SPAdes¶
SPAdes is an assembly toolkit containing various assembly pipelines.
SPAdes is available as a module on Apocrita.
Usage¶
To run the default installed version of SPAdes, simply load the spades
module:
$ module load spades
$ spades.py --help
SPAdes genome assembler <VERSION>
Usage: spades.py [options] -o <output_dir>
Basic options:
-o <output_dir> directory to store all the resulting files (required)

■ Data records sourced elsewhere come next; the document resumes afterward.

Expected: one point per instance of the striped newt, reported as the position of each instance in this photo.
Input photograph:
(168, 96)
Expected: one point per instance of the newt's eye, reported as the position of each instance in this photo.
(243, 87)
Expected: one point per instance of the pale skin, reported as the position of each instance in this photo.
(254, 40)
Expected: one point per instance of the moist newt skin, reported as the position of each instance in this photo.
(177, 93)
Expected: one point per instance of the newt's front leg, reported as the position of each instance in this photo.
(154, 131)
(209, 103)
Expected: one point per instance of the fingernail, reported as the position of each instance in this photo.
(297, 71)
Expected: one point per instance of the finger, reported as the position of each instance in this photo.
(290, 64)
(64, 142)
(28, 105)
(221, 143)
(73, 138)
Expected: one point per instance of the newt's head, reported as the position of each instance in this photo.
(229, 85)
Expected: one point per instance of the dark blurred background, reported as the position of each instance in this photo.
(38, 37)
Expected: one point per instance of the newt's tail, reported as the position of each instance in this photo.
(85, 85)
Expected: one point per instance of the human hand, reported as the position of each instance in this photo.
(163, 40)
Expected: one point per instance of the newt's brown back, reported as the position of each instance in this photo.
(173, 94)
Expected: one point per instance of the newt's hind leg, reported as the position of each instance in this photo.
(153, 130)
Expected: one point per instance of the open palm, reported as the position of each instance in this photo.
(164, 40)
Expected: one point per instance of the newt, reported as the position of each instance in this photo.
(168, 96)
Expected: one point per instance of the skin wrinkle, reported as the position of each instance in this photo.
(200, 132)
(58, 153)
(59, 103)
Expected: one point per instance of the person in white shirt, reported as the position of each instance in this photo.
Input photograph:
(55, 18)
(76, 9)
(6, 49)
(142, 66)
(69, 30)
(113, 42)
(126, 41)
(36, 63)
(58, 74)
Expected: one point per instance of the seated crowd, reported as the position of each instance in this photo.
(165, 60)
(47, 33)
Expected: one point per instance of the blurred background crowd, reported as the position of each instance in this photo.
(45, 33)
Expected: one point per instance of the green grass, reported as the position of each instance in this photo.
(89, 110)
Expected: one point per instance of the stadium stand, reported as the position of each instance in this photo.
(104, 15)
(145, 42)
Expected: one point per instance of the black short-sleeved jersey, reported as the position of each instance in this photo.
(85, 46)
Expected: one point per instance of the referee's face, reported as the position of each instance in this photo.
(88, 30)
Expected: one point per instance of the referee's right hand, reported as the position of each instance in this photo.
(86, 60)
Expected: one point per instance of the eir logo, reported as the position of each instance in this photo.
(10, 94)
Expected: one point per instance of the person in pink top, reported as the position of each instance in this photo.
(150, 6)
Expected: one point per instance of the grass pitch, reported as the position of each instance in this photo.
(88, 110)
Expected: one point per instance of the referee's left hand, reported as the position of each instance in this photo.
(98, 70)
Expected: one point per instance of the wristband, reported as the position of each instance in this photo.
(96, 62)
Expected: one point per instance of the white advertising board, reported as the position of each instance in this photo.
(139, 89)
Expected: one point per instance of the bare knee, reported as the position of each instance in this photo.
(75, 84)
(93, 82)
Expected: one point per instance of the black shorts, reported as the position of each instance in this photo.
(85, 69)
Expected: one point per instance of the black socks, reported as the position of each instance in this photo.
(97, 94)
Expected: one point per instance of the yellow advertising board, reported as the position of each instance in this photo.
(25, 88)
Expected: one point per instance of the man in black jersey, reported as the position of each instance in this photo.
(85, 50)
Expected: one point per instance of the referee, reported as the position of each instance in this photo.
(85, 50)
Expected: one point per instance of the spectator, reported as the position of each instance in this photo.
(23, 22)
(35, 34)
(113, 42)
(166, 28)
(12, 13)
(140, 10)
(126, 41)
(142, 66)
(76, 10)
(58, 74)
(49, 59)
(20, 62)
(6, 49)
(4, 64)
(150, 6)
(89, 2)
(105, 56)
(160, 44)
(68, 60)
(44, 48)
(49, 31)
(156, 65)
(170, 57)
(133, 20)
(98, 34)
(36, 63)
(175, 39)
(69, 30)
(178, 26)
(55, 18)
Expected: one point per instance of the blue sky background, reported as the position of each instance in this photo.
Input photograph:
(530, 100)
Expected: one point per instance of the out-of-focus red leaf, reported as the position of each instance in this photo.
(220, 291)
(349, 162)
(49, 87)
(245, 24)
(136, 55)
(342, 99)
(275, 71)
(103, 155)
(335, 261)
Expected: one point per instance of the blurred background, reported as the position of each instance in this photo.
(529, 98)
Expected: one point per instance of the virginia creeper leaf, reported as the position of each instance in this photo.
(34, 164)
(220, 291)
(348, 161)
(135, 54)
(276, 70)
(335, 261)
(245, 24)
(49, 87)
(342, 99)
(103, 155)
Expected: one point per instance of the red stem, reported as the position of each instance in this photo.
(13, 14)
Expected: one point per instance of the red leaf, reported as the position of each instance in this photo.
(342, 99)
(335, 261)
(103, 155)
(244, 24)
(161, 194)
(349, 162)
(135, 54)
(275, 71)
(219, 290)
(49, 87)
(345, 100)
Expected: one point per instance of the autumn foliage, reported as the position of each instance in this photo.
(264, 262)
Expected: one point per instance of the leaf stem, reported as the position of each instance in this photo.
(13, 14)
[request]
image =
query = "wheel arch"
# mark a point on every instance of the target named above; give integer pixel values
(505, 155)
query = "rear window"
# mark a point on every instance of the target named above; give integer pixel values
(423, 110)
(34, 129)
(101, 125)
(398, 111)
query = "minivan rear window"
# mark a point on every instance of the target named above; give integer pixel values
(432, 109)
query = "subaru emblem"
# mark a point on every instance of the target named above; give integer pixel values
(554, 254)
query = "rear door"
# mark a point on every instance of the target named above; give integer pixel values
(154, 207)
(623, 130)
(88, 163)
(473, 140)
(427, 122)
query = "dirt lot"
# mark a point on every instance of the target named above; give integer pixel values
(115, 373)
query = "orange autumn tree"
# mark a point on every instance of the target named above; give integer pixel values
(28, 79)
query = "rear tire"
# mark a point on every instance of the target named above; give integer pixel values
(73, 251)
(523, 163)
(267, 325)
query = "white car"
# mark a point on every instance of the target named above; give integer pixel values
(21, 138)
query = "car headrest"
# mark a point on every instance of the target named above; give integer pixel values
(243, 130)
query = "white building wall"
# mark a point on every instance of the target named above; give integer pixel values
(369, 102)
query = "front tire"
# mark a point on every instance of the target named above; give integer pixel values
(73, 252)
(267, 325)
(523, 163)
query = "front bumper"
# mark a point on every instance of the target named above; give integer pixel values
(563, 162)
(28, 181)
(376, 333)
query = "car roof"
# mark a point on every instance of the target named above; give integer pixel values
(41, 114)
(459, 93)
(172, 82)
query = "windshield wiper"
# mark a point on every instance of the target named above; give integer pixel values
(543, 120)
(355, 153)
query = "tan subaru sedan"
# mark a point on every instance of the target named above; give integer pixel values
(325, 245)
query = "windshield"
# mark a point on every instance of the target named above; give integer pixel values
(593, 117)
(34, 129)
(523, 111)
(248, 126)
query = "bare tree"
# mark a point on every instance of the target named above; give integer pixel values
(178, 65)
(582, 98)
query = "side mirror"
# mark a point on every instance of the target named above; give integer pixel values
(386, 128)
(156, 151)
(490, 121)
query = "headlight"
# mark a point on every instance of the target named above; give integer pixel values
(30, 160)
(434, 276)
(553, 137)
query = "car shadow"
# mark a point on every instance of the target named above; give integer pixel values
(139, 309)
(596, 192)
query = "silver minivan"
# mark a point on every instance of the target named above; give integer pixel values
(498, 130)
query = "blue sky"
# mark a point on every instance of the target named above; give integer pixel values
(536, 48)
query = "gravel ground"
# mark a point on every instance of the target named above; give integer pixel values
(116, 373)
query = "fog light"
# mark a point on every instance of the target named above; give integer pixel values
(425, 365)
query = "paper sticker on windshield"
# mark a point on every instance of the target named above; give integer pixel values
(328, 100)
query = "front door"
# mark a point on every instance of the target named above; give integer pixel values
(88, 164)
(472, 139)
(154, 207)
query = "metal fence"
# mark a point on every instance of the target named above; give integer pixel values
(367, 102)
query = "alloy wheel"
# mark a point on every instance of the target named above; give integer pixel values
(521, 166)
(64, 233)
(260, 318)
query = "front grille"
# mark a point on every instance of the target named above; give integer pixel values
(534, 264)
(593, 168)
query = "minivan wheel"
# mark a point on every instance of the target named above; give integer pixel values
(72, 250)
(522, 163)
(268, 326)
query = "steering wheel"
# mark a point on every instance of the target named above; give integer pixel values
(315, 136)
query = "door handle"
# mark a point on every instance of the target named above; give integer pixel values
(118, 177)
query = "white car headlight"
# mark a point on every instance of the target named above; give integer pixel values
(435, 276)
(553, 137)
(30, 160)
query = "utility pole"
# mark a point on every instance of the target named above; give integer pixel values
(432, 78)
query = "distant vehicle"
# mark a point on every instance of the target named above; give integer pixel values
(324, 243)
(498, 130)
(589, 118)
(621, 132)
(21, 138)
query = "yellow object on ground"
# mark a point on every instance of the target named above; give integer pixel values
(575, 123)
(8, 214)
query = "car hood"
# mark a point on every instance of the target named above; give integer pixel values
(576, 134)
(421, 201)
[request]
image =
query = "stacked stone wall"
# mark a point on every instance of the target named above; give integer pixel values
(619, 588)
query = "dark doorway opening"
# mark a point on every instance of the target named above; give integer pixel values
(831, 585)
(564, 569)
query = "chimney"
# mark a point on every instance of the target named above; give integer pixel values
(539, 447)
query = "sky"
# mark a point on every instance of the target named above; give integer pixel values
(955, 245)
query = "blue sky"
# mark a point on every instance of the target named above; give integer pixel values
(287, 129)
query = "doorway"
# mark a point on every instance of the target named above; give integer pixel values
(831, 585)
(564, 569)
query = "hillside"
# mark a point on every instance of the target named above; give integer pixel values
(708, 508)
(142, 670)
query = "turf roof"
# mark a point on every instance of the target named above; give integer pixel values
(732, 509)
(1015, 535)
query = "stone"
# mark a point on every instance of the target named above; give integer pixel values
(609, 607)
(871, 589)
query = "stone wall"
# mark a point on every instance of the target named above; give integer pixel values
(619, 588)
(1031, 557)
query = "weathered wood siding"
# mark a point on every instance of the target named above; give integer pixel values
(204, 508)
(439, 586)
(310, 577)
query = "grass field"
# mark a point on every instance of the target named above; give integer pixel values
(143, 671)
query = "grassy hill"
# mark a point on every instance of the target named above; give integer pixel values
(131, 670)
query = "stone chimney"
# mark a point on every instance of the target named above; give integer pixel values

--isolate this flag is highly recommended for high-coverage isolate and multi-cell data
--sc this flag is required for MDA (single-cell) data
--meta this flag is required for metagenomic data
--bio this flag is required for biosyntheticSPAdes mode
--corona this flag is required for coronaSPAdes mode
--rna this flag is required for RNA-Seq data
--plasmid runs plasmidSPAdes pipeline for plasmid detection
--metaviral runs metaviralSPAdes pipeline for virus detection
--metaplasmid runs metaplasmidSPAdes pipeline for plasmid detection in metagenomic datasets (equivalent for --meta --plasmid)
--rnaviral this flag enables virus assembly module from RNA-Seq data
--iontorrent this flag is required for IonTorrent data
--test runs SPAdes on toy dataset
-h, --help prints this usage message
-v, --version prints version
Advanced options:
--dataset <filename> file with dataset description in YAML format
-t/--threads <int> number of threads [default: 16]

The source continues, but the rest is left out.